Auswirkungen der Salzeinleitungen auf die Oberweser
der Abgeordneten Nicole Maisch, Katrin Göring-Eckardt, Jürgen Trittin, Sylvia Kotting-Uhl, Winfried Hermann, Bärbel Höhn, Cornelia Behm, Undine Kurth (Quedlinburg), Renate Künast, Fritz Kuhn und der Fraktion BÜNDNIS 90/DIE GRÜNEN
Vorbemerkung
Die Kaliindustrie führt Salzwassermengen entsprechend der Werra-Wasserführung in die Werra ein. Bis Ende 2006 war das Unternehmen Kali + Salz technisch noch nicht in der Lage, auch die Hochwassersituation der Werra auszunutzen. Anfang 2007 wurde eine neue Leitung am Werk Hattorf in Betrieb genommen, die eine größere Salzwassermenge zur selben Zeit in die Werra ableiten kann.

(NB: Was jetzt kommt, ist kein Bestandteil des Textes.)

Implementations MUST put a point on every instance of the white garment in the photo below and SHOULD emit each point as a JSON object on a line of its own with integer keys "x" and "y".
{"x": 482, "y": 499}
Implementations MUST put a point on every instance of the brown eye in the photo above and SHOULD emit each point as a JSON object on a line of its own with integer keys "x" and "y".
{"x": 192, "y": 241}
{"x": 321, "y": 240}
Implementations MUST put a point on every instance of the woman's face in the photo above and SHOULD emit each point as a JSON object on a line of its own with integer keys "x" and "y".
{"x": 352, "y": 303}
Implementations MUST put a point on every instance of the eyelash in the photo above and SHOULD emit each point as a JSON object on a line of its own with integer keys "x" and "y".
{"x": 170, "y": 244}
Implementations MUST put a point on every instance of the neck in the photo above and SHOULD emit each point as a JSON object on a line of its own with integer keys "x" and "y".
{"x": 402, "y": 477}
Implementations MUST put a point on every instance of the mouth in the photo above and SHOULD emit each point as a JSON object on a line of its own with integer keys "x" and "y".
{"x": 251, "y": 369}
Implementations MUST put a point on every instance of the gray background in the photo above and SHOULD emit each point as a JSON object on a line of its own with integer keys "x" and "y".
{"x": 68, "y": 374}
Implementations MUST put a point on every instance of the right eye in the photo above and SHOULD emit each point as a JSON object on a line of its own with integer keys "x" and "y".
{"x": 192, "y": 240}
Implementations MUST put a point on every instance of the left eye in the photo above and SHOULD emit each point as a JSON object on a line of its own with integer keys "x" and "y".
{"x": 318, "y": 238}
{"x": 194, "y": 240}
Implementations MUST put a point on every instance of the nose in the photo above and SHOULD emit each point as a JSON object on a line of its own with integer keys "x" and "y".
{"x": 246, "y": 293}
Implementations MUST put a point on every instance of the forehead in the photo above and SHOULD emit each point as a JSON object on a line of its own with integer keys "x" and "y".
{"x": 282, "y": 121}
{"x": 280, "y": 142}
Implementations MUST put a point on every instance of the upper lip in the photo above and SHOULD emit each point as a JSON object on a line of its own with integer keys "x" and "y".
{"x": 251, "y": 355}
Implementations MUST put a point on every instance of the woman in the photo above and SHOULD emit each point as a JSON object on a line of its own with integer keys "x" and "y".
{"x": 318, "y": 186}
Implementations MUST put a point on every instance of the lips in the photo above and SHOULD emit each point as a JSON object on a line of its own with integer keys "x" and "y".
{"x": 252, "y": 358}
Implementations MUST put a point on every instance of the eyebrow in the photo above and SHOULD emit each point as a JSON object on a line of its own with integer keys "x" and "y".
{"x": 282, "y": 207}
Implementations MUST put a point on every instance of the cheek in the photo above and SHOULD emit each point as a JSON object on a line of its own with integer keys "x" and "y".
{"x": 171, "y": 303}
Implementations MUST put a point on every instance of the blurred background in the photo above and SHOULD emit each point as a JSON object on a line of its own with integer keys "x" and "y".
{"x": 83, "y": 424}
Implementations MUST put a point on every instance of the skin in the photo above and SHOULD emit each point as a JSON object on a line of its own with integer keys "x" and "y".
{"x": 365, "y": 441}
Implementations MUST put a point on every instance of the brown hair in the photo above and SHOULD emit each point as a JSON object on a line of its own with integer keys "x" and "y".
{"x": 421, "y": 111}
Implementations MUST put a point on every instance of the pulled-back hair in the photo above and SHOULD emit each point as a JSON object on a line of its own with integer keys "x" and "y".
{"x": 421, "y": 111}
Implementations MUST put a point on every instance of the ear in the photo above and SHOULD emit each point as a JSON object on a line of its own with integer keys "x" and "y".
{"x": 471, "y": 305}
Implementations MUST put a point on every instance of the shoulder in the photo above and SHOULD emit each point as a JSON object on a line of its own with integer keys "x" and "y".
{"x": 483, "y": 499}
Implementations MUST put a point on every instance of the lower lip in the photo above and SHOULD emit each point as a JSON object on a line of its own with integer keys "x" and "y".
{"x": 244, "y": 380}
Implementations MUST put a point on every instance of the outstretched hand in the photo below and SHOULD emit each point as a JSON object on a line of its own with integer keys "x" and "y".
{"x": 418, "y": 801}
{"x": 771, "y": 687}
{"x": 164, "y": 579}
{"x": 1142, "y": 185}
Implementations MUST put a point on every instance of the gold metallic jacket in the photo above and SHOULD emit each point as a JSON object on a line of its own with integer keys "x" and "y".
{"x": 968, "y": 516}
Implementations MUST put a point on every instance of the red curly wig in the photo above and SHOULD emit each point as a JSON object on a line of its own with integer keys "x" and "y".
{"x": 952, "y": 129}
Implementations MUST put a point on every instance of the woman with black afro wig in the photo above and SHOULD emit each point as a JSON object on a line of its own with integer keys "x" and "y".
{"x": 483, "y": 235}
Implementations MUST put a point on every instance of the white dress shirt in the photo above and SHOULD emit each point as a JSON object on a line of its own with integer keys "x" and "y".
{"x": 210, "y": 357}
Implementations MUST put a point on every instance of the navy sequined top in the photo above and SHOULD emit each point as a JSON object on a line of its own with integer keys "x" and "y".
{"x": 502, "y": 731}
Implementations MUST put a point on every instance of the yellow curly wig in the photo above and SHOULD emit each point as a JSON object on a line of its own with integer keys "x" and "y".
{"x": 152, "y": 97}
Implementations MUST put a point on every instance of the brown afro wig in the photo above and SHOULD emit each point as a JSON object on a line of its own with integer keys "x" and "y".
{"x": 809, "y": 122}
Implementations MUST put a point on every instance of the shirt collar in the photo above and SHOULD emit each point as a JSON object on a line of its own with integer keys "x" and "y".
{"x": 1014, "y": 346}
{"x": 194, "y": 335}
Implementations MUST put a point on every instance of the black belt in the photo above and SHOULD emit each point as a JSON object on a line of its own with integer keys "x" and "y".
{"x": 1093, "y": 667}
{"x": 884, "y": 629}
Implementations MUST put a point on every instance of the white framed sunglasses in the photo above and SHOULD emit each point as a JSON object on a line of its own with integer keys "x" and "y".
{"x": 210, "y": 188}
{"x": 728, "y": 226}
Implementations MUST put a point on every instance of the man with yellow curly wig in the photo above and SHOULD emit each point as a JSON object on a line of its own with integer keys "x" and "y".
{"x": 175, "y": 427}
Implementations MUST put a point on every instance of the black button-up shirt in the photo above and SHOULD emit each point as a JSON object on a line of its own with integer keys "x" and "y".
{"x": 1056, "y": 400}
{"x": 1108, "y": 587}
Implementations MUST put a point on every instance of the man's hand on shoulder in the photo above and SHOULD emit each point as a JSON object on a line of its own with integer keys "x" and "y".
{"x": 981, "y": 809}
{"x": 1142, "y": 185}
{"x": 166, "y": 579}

Damit wurde eine technische Voraussetzung für die Ausnutzung des genehmigten Grenzwertes auch bei höheren Wasserständen geschaffen. Durch die geplante Abwasserpipeline soll das anfallende Niederschlagswasser – derzeit schon bis zu 700 000 Kubikmeter pro Jahr – zum Standort Hattorf überführt werden und nach Verwendung und Aufsalzung im Produktionsprozess in die Werra beziehungsweise in den Plattendolomit eingeleitet werden.
Da die Einleitungen den Pegel der Fulda nicht einbeziehen, kann es passieren, dass die stark aufgesalzene Werra mit großer Wassermenge auf die Fulda mit einer wesentlich niedrigeren Durchflussmenge trifft. Bereits in den letzten Jahren kam es wiederholt zu Situationen, in denen die Durchflussmengen der Werra deutlich über denen der Fulda lagen. Die erhöhte Salzkonzentration würde sich dann auch auf die Wasserqualität der Oberweser auswirken.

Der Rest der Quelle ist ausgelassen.